上記の点を考慮すれば、その船に最適の台車配置は、自ずから決まってくる。
6.3.12 レールと台車
レールは二条の場合が普通であり、一般には、耐圧力50Kg/cm3の鉄道用レールが使われる。
枕木は樫、欅等の硬材が望ましいが、最近は米松、日本松等も使用される。枕木は、船体据付け位置、前端圧力が掛る位置、船台強度の弱い部分等は、両玄通しで、間隔を密に配置する。
レールと枕木はボルト締めで固着し、レールの幅の精度、上下の凹凸状態、両玄の水平等に注意する必要がある。
台車は鋳鋼製の車輪に、木製または鋼製の枠が取付けられた構造である。一台に4車輪、車輪の径300mm、真鍮ブッシュを挿入して、車輪自体が回転するものが一般に使用されている。

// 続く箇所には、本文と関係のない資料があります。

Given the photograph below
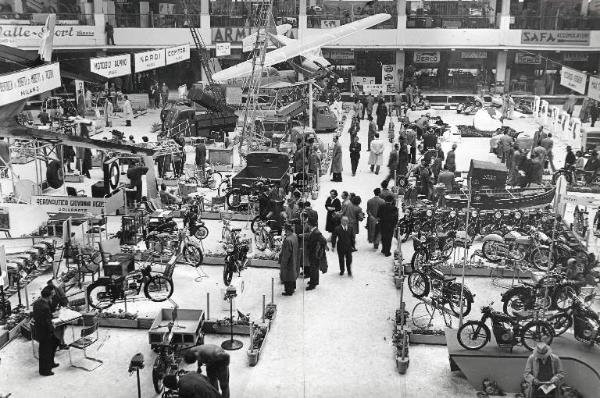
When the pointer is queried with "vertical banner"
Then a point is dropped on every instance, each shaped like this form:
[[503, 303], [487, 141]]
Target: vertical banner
[[223, 49], [389, 77], [594, 88], [573, 79]]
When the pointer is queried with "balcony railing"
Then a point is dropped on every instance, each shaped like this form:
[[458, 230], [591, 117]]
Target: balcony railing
[[12, 18], [153, 20], [450, 21], [334, 19], [557, 22]]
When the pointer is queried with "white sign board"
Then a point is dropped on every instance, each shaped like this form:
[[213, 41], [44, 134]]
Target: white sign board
[[27, 83], [426, 57], [177, 54], [389, 77], [223, 49], [149, 60], [30, 36], [117, 65], [594, 88], [374, 89], [573, 79]]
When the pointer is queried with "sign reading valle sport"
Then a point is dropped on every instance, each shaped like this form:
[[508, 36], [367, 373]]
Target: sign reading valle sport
[[177, 54], [30, 36], [117, 65], [573, 79], [556, 37], [27, 83], [149, 60]]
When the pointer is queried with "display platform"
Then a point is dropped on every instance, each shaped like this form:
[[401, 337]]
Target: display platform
[[580, 362]]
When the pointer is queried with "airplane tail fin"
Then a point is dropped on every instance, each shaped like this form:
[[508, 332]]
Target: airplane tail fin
[[46, 45]]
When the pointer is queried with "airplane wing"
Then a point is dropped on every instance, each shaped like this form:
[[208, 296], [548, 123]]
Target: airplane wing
[[304, 48]]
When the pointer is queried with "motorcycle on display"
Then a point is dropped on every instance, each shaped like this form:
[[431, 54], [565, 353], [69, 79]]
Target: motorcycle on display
[[236, 259], [584, 320], [156, 286], [429, 279], [474, 335], [436, 247], [522, 298]]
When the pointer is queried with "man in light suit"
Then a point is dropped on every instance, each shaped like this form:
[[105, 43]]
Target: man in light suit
[[343, 235]]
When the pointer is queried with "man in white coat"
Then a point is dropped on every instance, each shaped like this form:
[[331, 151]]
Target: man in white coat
[[127, 111], [376, 154]]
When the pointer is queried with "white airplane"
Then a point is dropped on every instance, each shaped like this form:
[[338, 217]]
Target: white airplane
[[305, 56]]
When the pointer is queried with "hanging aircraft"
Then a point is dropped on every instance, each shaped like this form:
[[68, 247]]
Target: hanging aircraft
[[304, 56]]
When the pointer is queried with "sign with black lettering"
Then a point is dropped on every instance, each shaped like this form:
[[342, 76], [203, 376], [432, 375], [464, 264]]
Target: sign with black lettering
[[27, 83], [118, 65], [556, 37], [149, 60], [573, 79]]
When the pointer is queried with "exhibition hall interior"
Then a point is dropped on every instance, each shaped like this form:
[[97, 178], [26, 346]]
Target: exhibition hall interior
[[299, 198]]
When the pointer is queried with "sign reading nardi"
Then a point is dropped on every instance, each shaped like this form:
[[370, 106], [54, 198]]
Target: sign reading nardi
[[555, 37]]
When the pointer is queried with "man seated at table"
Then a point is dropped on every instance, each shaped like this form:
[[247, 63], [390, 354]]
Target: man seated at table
[[167, 198]]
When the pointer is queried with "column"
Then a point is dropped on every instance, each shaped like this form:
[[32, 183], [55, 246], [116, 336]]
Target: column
[[400, 63], [501, 72], [504, 15]]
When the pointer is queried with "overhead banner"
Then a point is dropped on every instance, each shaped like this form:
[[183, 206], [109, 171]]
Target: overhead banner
[[427, 57], [149, 60], [117, 65], [573, 79], [177, 54], [30, 36], [528, 59], [389, 78], [594, 88], [556, 37], [27, 83], [223, 49]]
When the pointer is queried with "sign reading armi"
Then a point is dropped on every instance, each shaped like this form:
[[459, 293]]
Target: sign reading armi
[[555, 37]]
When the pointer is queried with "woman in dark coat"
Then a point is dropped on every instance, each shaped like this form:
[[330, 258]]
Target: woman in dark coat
[[333, 205], [381, 114]]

一車輪の耐圧荷重は6〜10トン以下で使用するのが望ましい。使用前後には、必ず、点検、手入れ、注油を行うのが原則である。
6.4 進水準備作業
6.4.1 盤木差替え作業
小型船では進水後、引渡しまでに入渠または上架は、行われないのが普通である。従って、船底外板の塗装は余す所なく完全に施行されなければならない。盤木部分の塗装は、ブロック搭載前に行うのが理想である。盤木部分の塗装は、盤木を外して行い、再び盤木を進水まで入れて置く。
盤木差替え作業時の注意事項
(1) 船殻工事が完全に終ってから行う。
(2) 船体が局部的に下らないように、隣りに、新たに盤木を入れるか、又は周囲の盤木を増締めしてから取外す。